Ask The Expert: Winter Skin Care Tips
The temperatures are dropping, the cold wind is kicking up, the snow is bound to start falling any day now (sorry, but it’s true). You may have noticed that your skin is starting to look and feel much drier than usual. This happens every winter, and every winter your moisturizer alone doesn’t seem to do the trick. We talked to Dr. Mathew Avram, director of Massachusetts General Hospital’s Dermatology, Laser, and Cosmetic Center for tips on how to keep a healthy glow through the cold winter months.
What is the most common misconception that people have about their skin in the winter?
I think the most common misconception is that the wind and cold weather are the cause of people’s dry and chapped skin.

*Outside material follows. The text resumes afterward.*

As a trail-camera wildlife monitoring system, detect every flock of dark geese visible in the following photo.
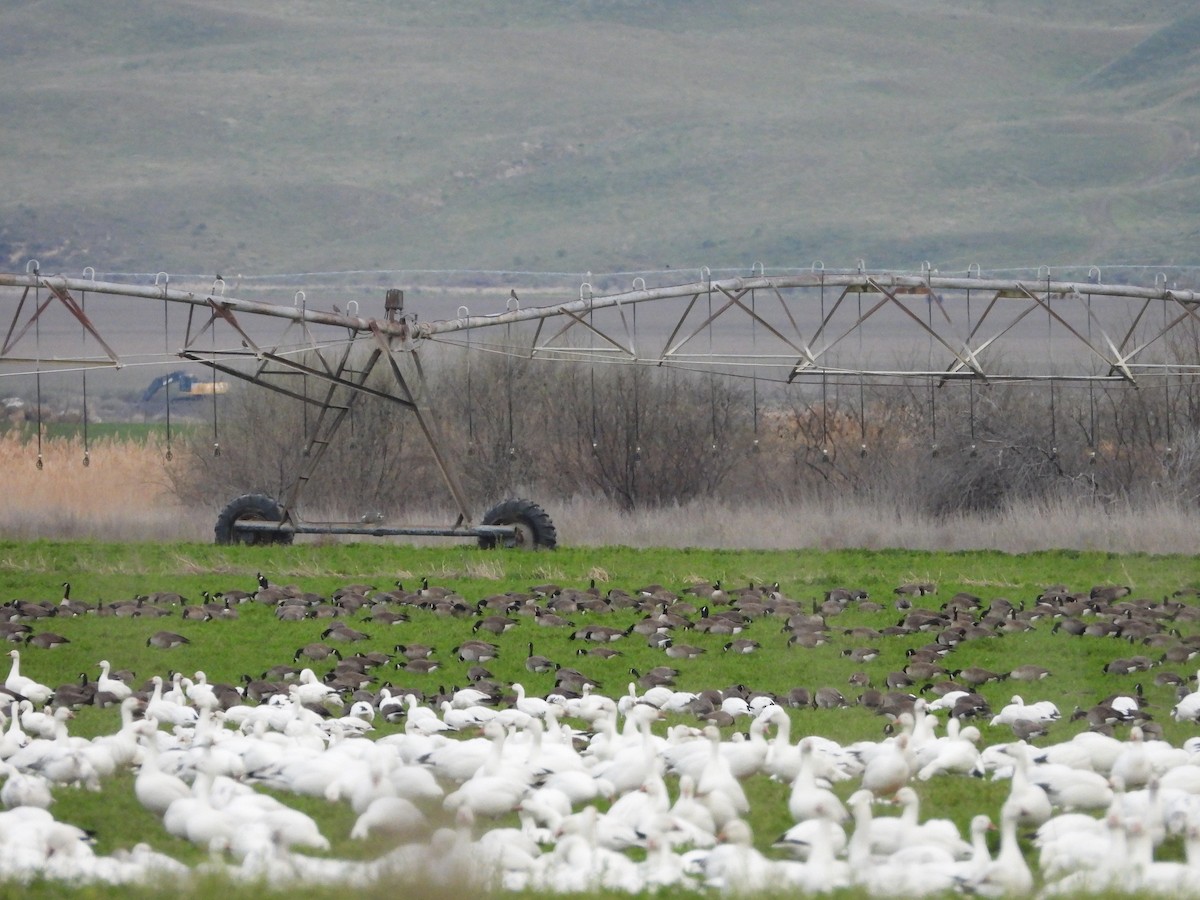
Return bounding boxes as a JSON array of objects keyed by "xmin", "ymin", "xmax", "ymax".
[{"xmin": 0, "ymin": 575, "xmax": 1200, "ymax": 896}]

In reality, it’s because in the winter we’re indoors more and there’s more heat indoors. The heaters reduce the amount of humidity in the room. Without that moisture in the air our skin dries out. If you look at the heat temperature setting in a typical office or home, you’ll see that the humidity level is similar to that of a desert, which is why skin is so dry.
How can we keep our skin nourished and healthy in winter?
The number one thing we can do is recognize that we are not hydrating our skin sufficiently. When you wash your hands or take a shower in the winter, you typically use really hot water, which dries out your skin. To help your skin, after you take a lukewarm shower, wipe off the excess water on your skin, and then immediately moisturize. Your skin will absorb the moisture better that way. And just moisturize regularly in general. People tend to wait until their skin is completely dried out before they put on moisturizer, but you should do it every time you take a shower or wash your hands.
What are the dangers of waiting too long to moisturize?
If you wash your hands all the time with hot water and don’t moisturize, and you let the skin on your hands get so dry that it starts to crack, you’re making your hands vulnerable to particles getting in and irritating your skin. So you need to moisturize every time you wash your hands to maintain skin barriers against those particles.
Should we be using different moisturizers for our hands, our faces, and our bodies? Or will one lotion moisturize it all equally?
Different parts of the body require different formulations of moisturizer because the skin has different thickness on different parts of the body. The skin under your eyes, for example, is not the same thickness as the skin on the bottom of your feet. So yes, you should be using different moisturizers for different places on your body. But in general terms, any moisturizers with ceramides tend to be very effective everywhere.
Is there anything we can do in addition to moisturizing to help keep our skin hydrated?
Using a humidifier in your room to increase the humidity level is always a good idea. And maintaining healthy eating habits for the whole body will help maintain healthy skin.